The Republican party will likely never forgive itself for losing such an "easy" election as this. Rife unemployment, a bloated state, mountains of debt, a president who is not especially keen on entrepreneurship. The Republicans have been pitched a softball.
My bet is that they cannot win the White House, however.
Back in June, I wrote that historically there have been two signals of approaching oil shocks, namely "Leeb shocks" (i.e., an 80% y/y increase in crude oil prices): one is a jump in the gold/oil ratio, and the other is a compression of the yield curve below the 1.0 level.
At that time, I wrote that the gold/oil ratio suggested a possible Leeb shock sometime this summer, but that the yield curve had not confirmed this.
The flattening of the yield curve typically occurs about sixteen months before an oil shock, so if the spread on Treasuries should narrow between now and the election, which is hard to imagine, it wouldn't make much difference with respect to the phenomena I am talking about here.
In the post-Bretton Woods era, no party that has governed during a Leeb shock preceded by a suppression of the yield curve below the 1.0 level has ever won a presidential election. And no party that has presided without such a shock occurring has ever lost.
Although there was a Leeb shock in 2009-2010, it was not preceded by a compressed yield curve. The 2008 shock during the end of the Bush presidency, however, was preceded by an inverted curve.
(source: St Louis Fed)
Rather surprisingly, this was even true for Gerald Ford, who took over for Nixon while oil prices remained in a state of shock.
The second Nixon administration, the Ford administration, the Carter administration, Bush Sr's administration, Clinton's second administration, and Bush Jr's second administration all experienced oil shocks preceded by compressed yield curves.

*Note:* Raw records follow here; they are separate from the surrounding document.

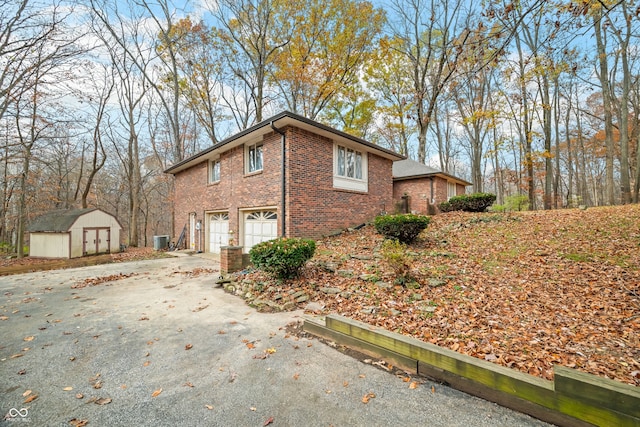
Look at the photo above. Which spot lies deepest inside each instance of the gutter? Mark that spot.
(283, 193)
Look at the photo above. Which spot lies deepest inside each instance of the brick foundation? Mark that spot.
(230, 259)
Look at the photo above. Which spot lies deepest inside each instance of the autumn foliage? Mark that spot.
(524, 290)
(282, 258)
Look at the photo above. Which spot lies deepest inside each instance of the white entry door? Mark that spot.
(259, 227)
(218, 231)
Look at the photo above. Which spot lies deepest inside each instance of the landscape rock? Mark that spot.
(314, 306)
(297, 294)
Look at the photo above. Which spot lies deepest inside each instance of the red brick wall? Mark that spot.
(419, 191)
(233, 192)
(314, 207)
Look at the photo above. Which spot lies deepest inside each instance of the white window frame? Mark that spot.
(359, 180)
(452, 189)
(257, 147)
(212, 171)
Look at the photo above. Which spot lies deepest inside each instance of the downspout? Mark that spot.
(283, 194)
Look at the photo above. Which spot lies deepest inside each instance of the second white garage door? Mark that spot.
(218, 231)
(259, 227)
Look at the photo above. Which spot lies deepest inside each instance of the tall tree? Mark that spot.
(251, 33)
(330, 42)
(602, 72)
(146, 46)
(431, 35)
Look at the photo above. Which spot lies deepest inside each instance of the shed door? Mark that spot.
(104, 240)
(259, 227)
(95, 240)
(89, 241)
(218, 232)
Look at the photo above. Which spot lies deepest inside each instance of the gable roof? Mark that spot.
(280, 120)
(410, 169)
(58, 221)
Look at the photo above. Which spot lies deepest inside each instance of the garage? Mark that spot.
(259, 226)
(73, 233)
(218, 231)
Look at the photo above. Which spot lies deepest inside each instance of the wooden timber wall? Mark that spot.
(573, 399)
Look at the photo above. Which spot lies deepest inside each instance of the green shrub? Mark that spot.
(283, 257)
(404, 228)
(396, 256)
(477, 202)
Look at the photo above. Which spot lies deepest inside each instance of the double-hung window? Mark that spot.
(451, 189)
(214, 171)
(254, 158)
(349, 163)
(350, 169)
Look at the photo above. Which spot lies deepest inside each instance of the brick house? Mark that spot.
(418, 188)
(286, 176)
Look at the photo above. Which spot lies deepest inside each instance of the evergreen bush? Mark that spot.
(282, 257)
(476, 202)
(404, 228)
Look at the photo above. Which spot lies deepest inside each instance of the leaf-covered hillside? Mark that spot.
(526, 290)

They or their successors (Gore and McCain) all lost.
Reagan had an oil shock in his second term, but much like Obama in 2009, this was not preceded by a narrow spread in Treasury yields.
Reagan and Clinton each had yield curves below the 1.0 level in their first terms, but neither were followed by oil shocks.
If this is more than coincidence, the explanation is probably that voters can endure a good deal of economic pain, but they do not like uncertainty exacerbated by volatility. Indeed, if there is any surprise this election year, it might be just how docile the electorate is despite half a decade of high unemployment and expanding debt.
At present, Intrade has President Obama's chances at 58%. Seems like a fair bet.
Additional disclosure: I am long October WTI. I am short gold, Dow and S&P September futures, as well as AUDCHF and AUDJPY.